We have heard for years about aliens seeking to illegally enter the United States from the south dying in the heat of the desert along the southern border.
This past winter we began to hear about the exact opposite — aliens with dubious or no credentials fleeing from the United States to Canada, and risking freezing to death in the process.
In both cases, the aliens involved lack legal status, both groups seek what they regard as a better life north of the border in question, and both groups face serious risks doing so. One group has had lots of media attention in the States, but there has been little attention paid to (the admittedly much smaller numbers of) those headed toward Canada.
Why would an illegal alien who was safely in the United States go to Canada, an American reader might ask? Why bother when the arrest rate of illegal aliens in the interior of the United States is so low?
I was reminded of all this by a not very fearsome aspect of these movements — up-state New York cabdrivers overcharging some of these northward-bound migrants. According to a newscast by Channel Five in Burlington, Vt., three taxi companies in upstate New York have been charging up to $300 for trips from Plattsburgh, N.Y., to the border, when $50 to $75 would have been appropriate; the cab companies have been fined. Those paying the cabdrivers were presumably illegally in the United States.
Then, looking at the Canadian press, I found several accounts of this kind of movement in the winter between Minnesota and Manitoba, usually involving people from Somalia, Ghana, and other African nations.
All were seeking refuge in Canada following harrowing walks in the winter — one of the crossers lost all of his fingers and one of his thumbs to the cold weather.
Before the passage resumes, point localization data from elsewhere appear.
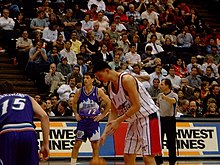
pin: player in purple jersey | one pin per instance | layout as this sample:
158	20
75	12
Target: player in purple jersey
86	107
18	139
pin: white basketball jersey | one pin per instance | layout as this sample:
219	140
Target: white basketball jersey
122	103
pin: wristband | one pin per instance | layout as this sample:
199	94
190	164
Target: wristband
126	115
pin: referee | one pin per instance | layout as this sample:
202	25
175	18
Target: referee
167	101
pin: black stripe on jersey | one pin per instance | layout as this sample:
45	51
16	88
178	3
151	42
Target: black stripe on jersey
145	92
148	140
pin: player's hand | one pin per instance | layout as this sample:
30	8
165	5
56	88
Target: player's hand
78	118
44	152
112	127
99	117
102	139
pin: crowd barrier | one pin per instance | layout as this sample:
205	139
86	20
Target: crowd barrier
196	137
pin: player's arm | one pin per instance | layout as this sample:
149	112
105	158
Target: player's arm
130	87
170	100
74	105
112	116
45	126
107	102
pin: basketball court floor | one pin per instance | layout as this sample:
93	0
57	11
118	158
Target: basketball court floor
109	162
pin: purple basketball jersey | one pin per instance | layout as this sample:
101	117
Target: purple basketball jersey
88	104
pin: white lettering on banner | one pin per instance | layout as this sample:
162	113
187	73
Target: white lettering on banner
194	138
62	139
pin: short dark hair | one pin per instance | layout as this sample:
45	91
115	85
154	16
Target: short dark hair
6	87
89	74
167	82
101	65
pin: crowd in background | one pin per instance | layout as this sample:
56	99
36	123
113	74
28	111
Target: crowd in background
151	39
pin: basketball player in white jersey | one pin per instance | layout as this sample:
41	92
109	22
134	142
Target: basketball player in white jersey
132	103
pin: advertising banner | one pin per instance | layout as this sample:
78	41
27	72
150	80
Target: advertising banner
194	139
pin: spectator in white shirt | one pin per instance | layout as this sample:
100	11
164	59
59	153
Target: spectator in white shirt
175	80
99	3
69	54
141	75
87	24
65	90
50	35
6	29
156	49
132	57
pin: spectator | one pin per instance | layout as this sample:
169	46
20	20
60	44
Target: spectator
75	43
63	109
103	24
37	61
6	29
193	110
194	80
107	41
194	64
184	39
132	27
23	46
180	68
208	75
98	33
53	79
81	33
159	37
141	75
82	65
39	23
157	50
69	54
68	21
93	12
116	62
151	16
49	108
132	57
209	61
212	111
156	74
154	90
50	35
186	89
76	73
169	54
54	56
104	55
133	12
87	24
183	107
63	67
175	80
120	12
216	55
65	90
119	26
100	4
114	35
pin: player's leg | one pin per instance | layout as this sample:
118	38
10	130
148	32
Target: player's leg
130	159
151	142
94	137
8	149
75	151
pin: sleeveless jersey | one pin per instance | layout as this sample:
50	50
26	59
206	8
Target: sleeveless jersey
122	103
15	109
88	104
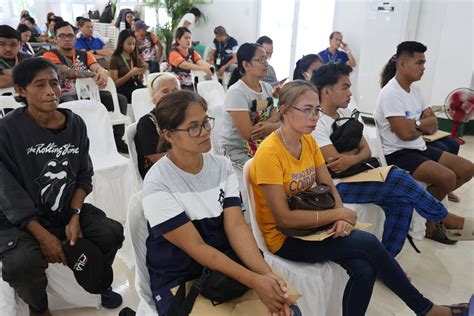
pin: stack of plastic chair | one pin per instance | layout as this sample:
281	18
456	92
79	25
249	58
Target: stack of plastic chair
321	284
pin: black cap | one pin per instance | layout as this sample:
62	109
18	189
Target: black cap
88	264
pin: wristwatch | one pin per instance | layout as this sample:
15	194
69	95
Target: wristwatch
417	124
76	210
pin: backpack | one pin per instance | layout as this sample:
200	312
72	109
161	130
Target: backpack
108	14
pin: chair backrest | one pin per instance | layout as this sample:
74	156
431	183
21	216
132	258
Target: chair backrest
216	112
212	91
138	227
8	91
130	133
99	129
86	88
8	103
251	208
141	103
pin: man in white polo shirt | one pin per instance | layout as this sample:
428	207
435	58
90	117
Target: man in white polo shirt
403	116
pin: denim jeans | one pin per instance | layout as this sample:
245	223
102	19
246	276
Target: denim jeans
364	258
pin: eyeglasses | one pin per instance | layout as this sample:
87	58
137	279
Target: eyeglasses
68	36
196	129
261	60
309	111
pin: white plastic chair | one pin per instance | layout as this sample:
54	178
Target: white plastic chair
216	112
8	103
212	91
141	103
116	117
130	133
86	88
63	293
321	284
112	188
138	228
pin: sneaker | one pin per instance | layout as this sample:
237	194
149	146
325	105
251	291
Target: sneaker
110	299
121	147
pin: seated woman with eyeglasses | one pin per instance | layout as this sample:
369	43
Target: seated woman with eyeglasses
191	201
147	136
249	112
288	162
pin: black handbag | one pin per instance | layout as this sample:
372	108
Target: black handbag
214	285
318	198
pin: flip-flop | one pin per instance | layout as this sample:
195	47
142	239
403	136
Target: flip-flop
439	235
466	233
453	197
459	309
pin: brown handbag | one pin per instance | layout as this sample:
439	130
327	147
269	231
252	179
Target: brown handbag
318	198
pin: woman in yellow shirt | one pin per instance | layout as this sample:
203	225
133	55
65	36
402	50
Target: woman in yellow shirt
289	161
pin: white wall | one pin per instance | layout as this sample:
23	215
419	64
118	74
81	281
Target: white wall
239	17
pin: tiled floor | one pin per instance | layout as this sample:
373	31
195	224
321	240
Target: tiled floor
444	274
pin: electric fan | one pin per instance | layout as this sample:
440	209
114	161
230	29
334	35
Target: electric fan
459	108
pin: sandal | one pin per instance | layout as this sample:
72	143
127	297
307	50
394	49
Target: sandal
466	233
439	235
459	309
453	197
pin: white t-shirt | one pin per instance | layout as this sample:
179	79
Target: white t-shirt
393	100
191	18
323	128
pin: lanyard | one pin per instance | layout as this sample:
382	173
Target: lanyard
5	63
126	63
68	62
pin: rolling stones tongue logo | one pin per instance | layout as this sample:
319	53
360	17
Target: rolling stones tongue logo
55	177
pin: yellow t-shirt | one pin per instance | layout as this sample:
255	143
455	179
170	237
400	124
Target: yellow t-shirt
273	164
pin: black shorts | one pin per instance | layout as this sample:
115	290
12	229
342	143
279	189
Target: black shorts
411	159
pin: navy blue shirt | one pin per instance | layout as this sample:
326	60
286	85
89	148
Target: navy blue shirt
338	57
224	50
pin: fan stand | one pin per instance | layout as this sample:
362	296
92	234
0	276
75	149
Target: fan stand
454	133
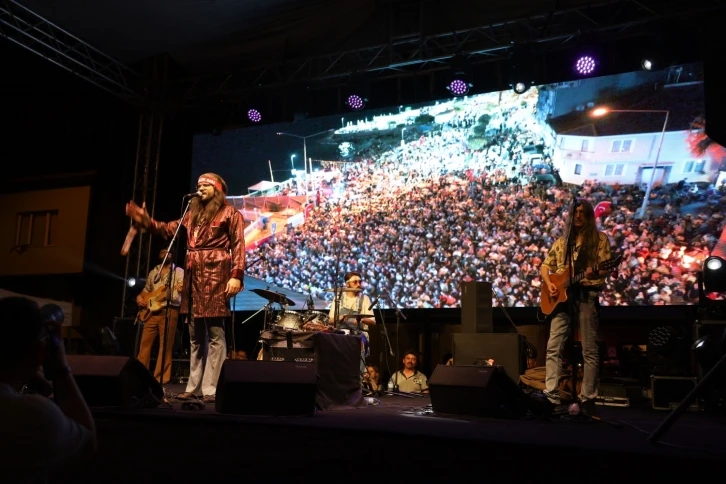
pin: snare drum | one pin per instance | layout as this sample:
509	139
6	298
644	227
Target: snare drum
289	320
318	317
315	321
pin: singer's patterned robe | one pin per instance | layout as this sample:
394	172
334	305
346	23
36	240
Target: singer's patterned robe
215	253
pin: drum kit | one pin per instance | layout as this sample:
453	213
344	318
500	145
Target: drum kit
284	319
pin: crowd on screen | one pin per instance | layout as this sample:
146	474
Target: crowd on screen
420	218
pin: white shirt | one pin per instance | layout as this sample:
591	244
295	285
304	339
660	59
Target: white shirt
36	435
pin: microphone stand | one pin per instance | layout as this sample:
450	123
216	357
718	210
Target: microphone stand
169	291
573	299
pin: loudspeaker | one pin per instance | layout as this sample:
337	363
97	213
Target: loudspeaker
115	381
713	93
281	388
476	307
506	349
481	391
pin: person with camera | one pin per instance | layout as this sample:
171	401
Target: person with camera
38	433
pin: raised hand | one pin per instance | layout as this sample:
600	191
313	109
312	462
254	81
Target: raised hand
138	214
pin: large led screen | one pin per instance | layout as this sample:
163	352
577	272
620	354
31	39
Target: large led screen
424	197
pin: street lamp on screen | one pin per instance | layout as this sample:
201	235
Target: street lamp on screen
308	170
604	110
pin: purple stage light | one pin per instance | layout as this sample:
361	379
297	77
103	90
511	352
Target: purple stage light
254	115
355	102
458	87
585	65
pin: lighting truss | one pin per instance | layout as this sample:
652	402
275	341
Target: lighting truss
416	53
29	30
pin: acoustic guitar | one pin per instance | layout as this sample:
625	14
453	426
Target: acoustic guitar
155	301
548	302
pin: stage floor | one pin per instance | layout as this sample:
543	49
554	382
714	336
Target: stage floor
399	437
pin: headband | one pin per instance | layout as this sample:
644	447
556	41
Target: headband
208	180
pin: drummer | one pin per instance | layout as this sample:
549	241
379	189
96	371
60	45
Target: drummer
354	302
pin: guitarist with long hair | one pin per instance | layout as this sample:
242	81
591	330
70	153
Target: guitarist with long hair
590	248
152	302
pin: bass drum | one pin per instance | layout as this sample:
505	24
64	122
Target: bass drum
289	320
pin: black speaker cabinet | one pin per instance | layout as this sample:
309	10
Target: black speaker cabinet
480	391
506	349
115	381
713	93
476	307
280	388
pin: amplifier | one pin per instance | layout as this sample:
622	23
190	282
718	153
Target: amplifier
299	355
612	401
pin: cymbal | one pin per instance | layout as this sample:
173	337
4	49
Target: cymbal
344	289
357	316
274	296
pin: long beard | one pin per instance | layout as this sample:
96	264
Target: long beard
203	212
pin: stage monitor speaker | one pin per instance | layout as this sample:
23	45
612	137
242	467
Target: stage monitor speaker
127	334
506	349
479	391
280	388
476	307
115	381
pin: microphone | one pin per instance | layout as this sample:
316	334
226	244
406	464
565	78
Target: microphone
373	304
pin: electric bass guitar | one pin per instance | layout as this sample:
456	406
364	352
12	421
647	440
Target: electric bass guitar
548	302
155	301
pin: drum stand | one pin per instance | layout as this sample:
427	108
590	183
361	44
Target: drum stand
394	377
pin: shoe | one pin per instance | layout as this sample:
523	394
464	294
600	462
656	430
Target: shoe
588	407
554	398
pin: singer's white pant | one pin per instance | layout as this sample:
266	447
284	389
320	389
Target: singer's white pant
207	355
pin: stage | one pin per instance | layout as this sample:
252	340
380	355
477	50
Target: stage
397	438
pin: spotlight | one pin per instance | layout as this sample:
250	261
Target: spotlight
714	274
254	115
706	351
135	282
662	339
585	65
459	87
355	102
521	87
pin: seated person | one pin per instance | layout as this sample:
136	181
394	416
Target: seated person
37	432
410	380
371	379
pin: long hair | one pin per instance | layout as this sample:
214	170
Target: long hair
201	213
588	231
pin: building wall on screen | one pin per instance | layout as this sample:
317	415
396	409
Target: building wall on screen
44	231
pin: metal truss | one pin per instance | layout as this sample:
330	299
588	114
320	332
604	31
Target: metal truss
146	169
29	30
415	53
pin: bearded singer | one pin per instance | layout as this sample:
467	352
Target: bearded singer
214	272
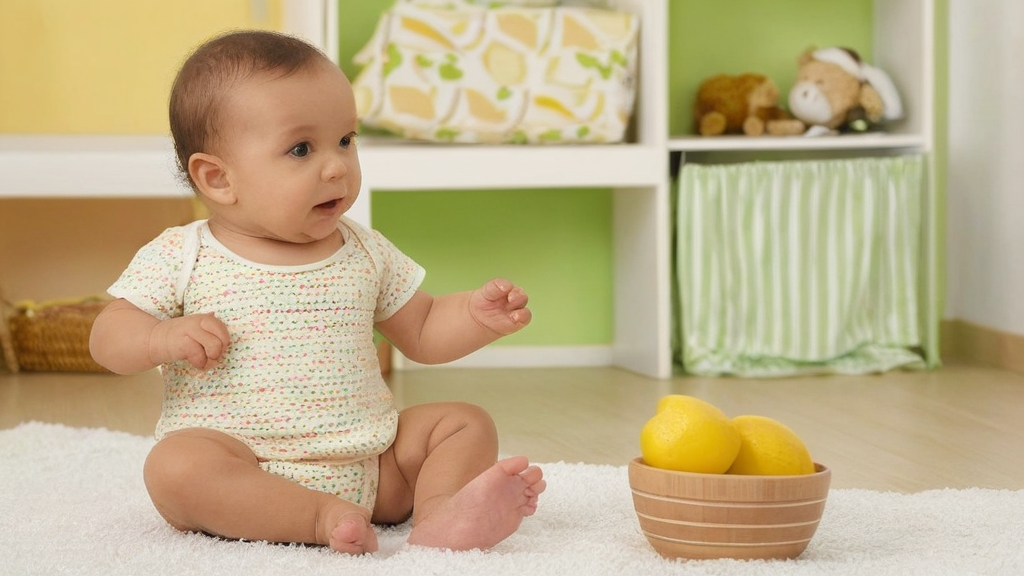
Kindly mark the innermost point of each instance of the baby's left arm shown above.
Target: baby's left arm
(437, 329)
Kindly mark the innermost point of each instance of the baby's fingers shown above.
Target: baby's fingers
(517, 298)
(521, 316)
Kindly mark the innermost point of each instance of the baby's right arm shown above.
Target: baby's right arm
(127, 340)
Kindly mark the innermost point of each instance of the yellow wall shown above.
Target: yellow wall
(104, 66)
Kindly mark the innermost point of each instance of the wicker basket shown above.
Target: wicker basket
(50, 336)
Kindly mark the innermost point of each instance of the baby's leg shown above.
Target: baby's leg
(441, 468)
(205, 481)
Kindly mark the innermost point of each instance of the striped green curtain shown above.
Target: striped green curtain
(801, 266)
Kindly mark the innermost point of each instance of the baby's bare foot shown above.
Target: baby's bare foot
(485, 511)
(352, 534)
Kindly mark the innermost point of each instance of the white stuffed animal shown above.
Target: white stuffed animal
(835, 90)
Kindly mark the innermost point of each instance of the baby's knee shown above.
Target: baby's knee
(167, 468)
(472, 416)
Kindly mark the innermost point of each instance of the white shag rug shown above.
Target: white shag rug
(72, 501)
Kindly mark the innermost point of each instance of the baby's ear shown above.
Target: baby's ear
(211, 178)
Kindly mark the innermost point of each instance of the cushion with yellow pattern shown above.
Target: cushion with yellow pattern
(523, 75)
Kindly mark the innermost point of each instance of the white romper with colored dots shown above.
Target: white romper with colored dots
(300, 383)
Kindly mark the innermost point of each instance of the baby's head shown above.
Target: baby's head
(200, 90)
(264, 130)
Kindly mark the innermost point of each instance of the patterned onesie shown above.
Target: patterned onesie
(300, 383)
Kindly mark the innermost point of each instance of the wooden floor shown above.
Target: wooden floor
(958, 426)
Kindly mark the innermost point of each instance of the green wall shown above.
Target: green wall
(557, 243)
(554, 243)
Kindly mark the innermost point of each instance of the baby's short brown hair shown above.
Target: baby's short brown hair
(211, 71)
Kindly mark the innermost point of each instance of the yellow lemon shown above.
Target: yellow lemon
(769, 448)
(689, 435)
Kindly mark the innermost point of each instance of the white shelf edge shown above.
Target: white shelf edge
(45, 166)
(847, 141)
(62, 166)
(431, 167)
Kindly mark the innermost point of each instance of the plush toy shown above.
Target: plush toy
(747, 104)
(835, 90)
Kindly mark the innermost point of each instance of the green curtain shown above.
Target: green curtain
(804, 266)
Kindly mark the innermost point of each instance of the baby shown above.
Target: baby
(275, 423)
I know it is not nice to blame the victims when things go wrong. And no one can expect most illegal aliens to be astute enough to be aware of the toothless enforcement of the immigration law, but even if they cannot find, or understand, or even know about, apprehension statistics, maybe they can read a thermometer. Maybe they could figure out that waiting until April or May might be a good idea.
Walking north into Canada on a spring day might even be a pleasant experience!